Les parafoudres de la colère

        Depuis 2013 les agents des télécommunications s'activent pour l'élimination des parafoudres radioactifs présents sur le réseau téléphonique. Ils ont obtenu en CHSCT un plan d'élimination sur 8 ans et la constitution d'une mission nationale de suivi.

Une nouvelle expertise de la CRIIRAD justifie les craintes formulées qui ainsi prennent une nouvelle dimension.

(Voir page " Documentation" sur le site EDATET.org)

Nous devons constater la désinvolture voire l'irresponsabilité des acteurs qui doivent gérer ces sources radioactives.

En effet l'élimination des parafoudres a conduit à leur stockage dans des fûts étanches en PVC.
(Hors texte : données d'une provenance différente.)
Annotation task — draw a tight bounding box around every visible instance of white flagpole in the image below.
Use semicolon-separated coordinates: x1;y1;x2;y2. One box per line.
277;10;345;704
Les mesures effectuées par la CRIIRAD sur ces fûts indiquent une valeur de radioactivité de 2 millions de Bq par litre. La CRIIRAD indique que « l’activité habituellement détectée dans un lieu non contaminé est inférieure à 2 Bq/l. »

Les recommandations de l'Agence de Sûreté Nucléaire (ASN) ne correspondent pas à la réalité de la situation. Jusqu'à présent rien n'indiquait que ces parafoudres eux mêmes n'étaient pas étanches et qu'ils pouvaient avoir des fuites de Radon 222 et de Tritium émis à partir du Raduim226 dont la demi-vie est de 1600 ans (mille six cents).

L'employeur Orange qui a la charge du réseau des télécommunications a décidé d'arrêter la « mission parafoudres ». Les salariés exposés demandent un suivi médical.

Ces sources radioactives deviennent encombrantes pour ceux qui les possèdent et elles sont dangereuses pour la population. Par méconnaissance ou négligence un certain nombre de ces éléments sont disséminés dans la nature.

Nous ne connaissons ni l'inventaire de la situation, ni l'évaluation du risque qui font l'objet de plusieurs hypothèses dont certaines sont des plus fantaisistes.

Les préconisations s'avèrent insuffisantes. Tous les responsables de la gestion de ces parafoudres doivent prendre les mesures nécessaires pour leur totale élimination. C'est possible.

Depuis plus de 10 ans que ce dossier est ouvert, nous sommes exaspérés par les mauvaises volontés auxquelles nous nous heurtons même si nous avons réussi à gagner une meilleure écoute. Certains encore s'entêtent dans la surdité. Ce n'est pas peu dire !

Le risque radioactif a été longtemps dissimulé aux personnels concernés et à la population.

Depuis longtemps les parafoudres avec semi-conducteurs peuvent remplacer ces vieux parafoudres mais la loi sur les économies financières a imposé de négliger la santé des personnes.

Il restera encore à obtenir la reconnaissance de maladie professionnelle pour les personnels souffrants ou décédés, titulaires et sous-traitants, qui interviennent ou qui sont intervenu sur le réseau, ainsi que le suivi post professionnel tel qu’il est préconisé par le code du travail

Le 28 avril sera la Journée Mondiale de la Santé au Travail promulguée par l'OIT, (Organisation Internationale du Travail, agence de l'ONU).

Cette journée mondiale de la sécurité et de la santé au travail promeut la prévention des accidents et maladies professionnels dans le monde entier. Il s’agit d’une campagne de sensibilisation visant à centrer l’attention internationale sur l’ampleur du problème et à démontrer en quoi la promotion et la création d’une culture de la sécurité et de la santé peuvent contribuer à réduire le nombre de décès et de blessure d’origine professionnelle.

Nous n'acceptons pas de continuer à perdre la vie pour la gagner.